Ayvakit muestra una gran eficacia en el tratamiento de SM avanzado: ¡la tasa de remisión total es del 75%!

Blueprint Medicines, socio de CStone, es una empresa de medicina de precisión especializada en cáncer genéticamente definido, enfermedades raras e inmunoterapia contra el cáncer. Recientemente, la compañía anunció los resultados positivos de primera línea de los ensayos clínicos Fase I EXPLORER y Fase II PATHFINDER que evalúan el medicamento contra el cáncer dirigido Ayvakit (avapritinib) para el tratamiento de pacientes con mastocitosis sistémica avanzada (SM).

De acuerdo con los resultados del ensayo EXPLORER informado anteriormente, el tratamiento con Ayvakit redujo significativamente la carga de mastocitos, mostró una alta tasa de respuesta general (ORR: 75%) y una tasa de respuesta completa (RC), y beneficios clínicos duraderos, incluida una supervivencia general extendida (SO)).
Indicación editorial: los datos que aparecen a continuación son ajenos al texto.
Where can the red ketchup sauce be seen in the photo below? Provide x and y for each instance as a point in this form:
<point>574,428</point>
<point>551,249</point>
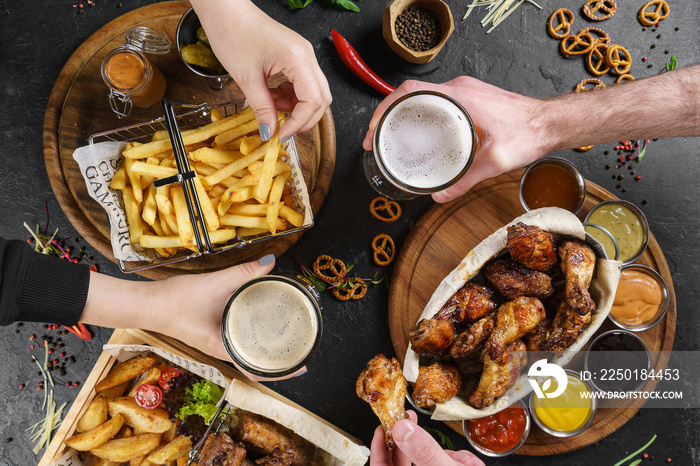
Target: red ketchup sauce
<point>499,432</point>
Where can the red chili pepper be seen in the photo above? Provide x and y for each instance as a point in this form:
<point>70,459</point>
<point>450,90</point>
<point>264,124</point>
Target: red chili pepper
<point>353,61</point>
<point>80,331</point>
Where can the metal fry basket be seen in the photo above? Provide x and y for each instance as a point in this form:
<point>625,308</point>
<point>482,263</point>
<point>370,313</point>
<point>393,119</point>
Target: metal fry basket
<point>191,117</point>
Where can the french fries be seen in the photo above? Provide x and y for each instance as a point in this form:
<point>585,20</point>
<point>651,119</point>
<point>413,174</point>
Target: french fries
<point>239,184</point>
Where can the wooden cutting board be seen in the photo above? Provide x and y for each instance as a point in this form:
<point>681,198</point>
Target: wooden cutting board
<point>444,235</point>
<point>78,107</point>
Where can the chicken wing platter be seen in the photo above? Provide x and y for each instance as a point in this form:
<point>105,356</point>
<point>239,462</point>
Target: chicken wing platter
<point>533,287</point>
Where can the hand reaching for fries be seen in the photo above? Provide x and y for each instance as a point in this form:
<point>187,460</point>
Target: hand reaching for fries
<point>252,47</point>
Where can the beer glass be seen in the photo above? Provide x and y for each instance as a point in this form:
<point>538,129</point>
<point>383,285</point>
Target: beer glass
<point>423,143</point>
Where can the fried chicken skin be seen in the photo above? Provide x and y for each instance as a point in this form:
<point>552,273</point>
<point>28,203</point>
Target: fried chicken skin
<point>261,435</point>
<point>514,320</point>
<point>467,342</point>
<point>383,386</point>
<point>436,383</point>
<point>432,337</point>
<point>532,246</point>
<point>221,450</point>
<point>469,304</point>
<point>498,377</point>
<point>568,325</point>
<point>513,280</point>
<point>578,265</point>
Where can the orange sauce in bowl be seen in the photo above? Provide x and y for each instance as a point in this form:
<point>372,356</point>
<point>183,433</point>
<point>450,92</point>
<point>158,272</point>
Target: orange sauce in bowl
<point>549,185</point>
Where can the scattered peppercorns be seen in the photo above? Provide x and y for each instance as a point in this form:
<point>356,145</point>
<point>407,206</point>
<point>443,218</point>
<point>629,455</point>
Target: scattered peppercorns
<point>418,29</point>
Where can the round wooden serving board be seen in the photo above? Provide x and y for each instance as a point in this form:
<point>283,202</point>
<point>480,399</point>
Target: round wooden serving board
<point>447,232</point>
<point>78,107</point>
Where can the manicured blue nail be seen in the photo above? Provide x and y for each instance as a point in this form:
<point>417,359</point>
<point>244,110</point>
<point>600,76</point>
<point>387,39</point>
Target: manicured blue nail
<point>266,260</point>
<point>265,134</point>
En este estudio, Ayvakit fue generalmente bien tolerado y la seguridad de 200 mg una vez al día (QD) mostró una mejoría. Con base en estos datos, Blueprint Medicines planea enviar una solicitud de nuevo fármaco suplementario (sNDA) para Ayvakit para el tratamiento de SM avanzada a la Administración de Drogas y Alimentos de los EE. UU. (FDA) en el cuarto trimestre de 2020.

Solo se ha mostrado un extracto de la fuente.